Vediamo, semplicemente, cosa rappresentano i nuovi attori della politica. Almeno dal punto di vista quantitativo, si può. Il Popolo delle Libertà rappresenta quello che rappresentava, più o meno. La Lega Nord rappresenta più di quello che rappresentava ieri. Il centrosinistra ha raccolto una parte di quello che ha lasciato in eredità l’Unione. Il partito cattolico mi pare meno rappresentativo di sempre. Altri rappresentanti, qua e là, sono spariti. Tra questi, soprattutto, si fa notare, la sinistra estrema: non metterà più in scena niente nel nuovo Parlamento, anche se coloro che da questa erano un tempo rappresentati avranno pur delegato a qualche altro attore la loro parte, essendo accertato che nel frattempo non si sono suicidati.

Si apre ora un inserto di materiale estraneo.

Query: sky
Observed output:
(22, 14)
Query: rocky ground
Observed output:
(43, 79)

Mi pare insomma che solo la Lega abbia un “ruolo” accresciuto. Rappresenta infatti una somma di scontenti che prima votavano per la sinistra pura e dura o per la destra estrema. Quel nucleo insomma di insoddisfatti, con punte di autentico furore o profondo fastidio, che è un tipico “primattore” del nostro paese. Questi, a destra, più spesso a sinistra, adesso nella Lega, sono capaci di dire soprattutto “no”, avendo cambiato casacca, ma anche sapendo che come loro non c’è nessuno. Non importa a questo cospicuo gruppo, irriducibile come l’umore, se l’Italia sia così o così: l’importante è affermare che a loro non va bene. E che Roma si arrangi o bruci.

È lo zoccolo duro dell’umore italico, che adesso giace al nord più che al sud, visto che con l’emigrazione interna (con buona pace degli intransigenti leghisti, assai duratura) gran parte dei meridionali si sono trasferiti – ripopolandolo – al nord. E non c’è più settario revanscista di colui che è stato da poco ammesso, ma non abbastanza, alla mensa del padrone. Come Arlecchino.